What I’m considering using now is to store most of the data directly inside a database (PostgreSQL since that’s what I’m using already here) and then take it out from that, in a simple (web) interface. The reason why I’m going for a web interface is that it’s likely what takes less time to design, to quickly report and copy content.

On the storage side, the main question for me is whether the database should also contain specific details of the problem or just the presence of such a problem and a pointer to the log file. In the former case, the web application could easily be extended to something more than a glorified grep, but it’d have to store a non-trivial amount of data. Some log files are well over the 10MB, so it gets a bit tricky to handle those properly.

Thinking a bit further on the interface, it should really be a way to report bugs directly: if the application can find that the merge found ELF files in /usr/share, filing the bug directly is just a matter of finding who exactly maintains a particular package (which is quite easy), and it wouldn’t even require copy-pasting if the data is available directly in the database, already parsed. Obviously, it would still require manual confirmation before opening the bug, and before doing so, it should also implement an easy search function to show possible duplicates.

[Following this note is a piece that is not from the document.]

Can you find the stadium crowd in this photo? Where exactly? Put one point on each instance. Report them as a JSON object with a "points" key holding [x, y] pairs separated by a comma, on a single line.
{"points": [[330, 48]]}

While my first guess was to write a stupid CGI (or using the Ruby integrated webservers in a script) to have on the browser the results from the database, I’m now more interested in the idea of having some more complete application to deal with this. Pavel also suggested for allowing other developers to access the interface to report the bugs, so that even if I’m not around to do the filing someone else can. Unfortunately that also bring up a problem: if I were to allow developers to file bugs with their account I’d have to make them give their login information to the tinderbox (and I don’t like that not even if it’s me running it); on the other hand I’d rather not make them file bugs with my own account, so I guess it’d require to set up a no-mail account for the tinderbox (no-mail since it’d be pointless to have mail coming for a tinderbox account), and then make the users CC their own address by default.

Now comes the problem: I can probably start working on such an interface myself, using Ruby on Rails, which is something I’m somewhat fluent in; on the other hand, I know of no Ruby interface for the Bugzilla RPC protocol, but there is a well-tested pybugz extension for Python (which I’m definitely not fluent in). Before I start hacking anything at all (since that’s going to change quite some bits of the interface; if I were to use Ruby on Rails, the ORM will most likely call for an abstracted interface to the database, which is good for some things but not for everything), I really need to see if somebody could help me with such a task in the long run.

If somebody is up to writing the interface in Python to my specs, using pybugz, that’d be fine, otherwise I’d like to see if somebody already worked in a pybugz-like interface for Ruby instead. At worse I could settle for just opening the bug with pre-filled fields, and then attach the build log afterwards (to attach the log I need to know the bug number of the just filed bug), and that’s not feasible by just providing a link to the pre-filled bug (although it should be still be quite an improvement to my workflow, if I had that!).

So, anybody can provide any insight or volunteer to help me out?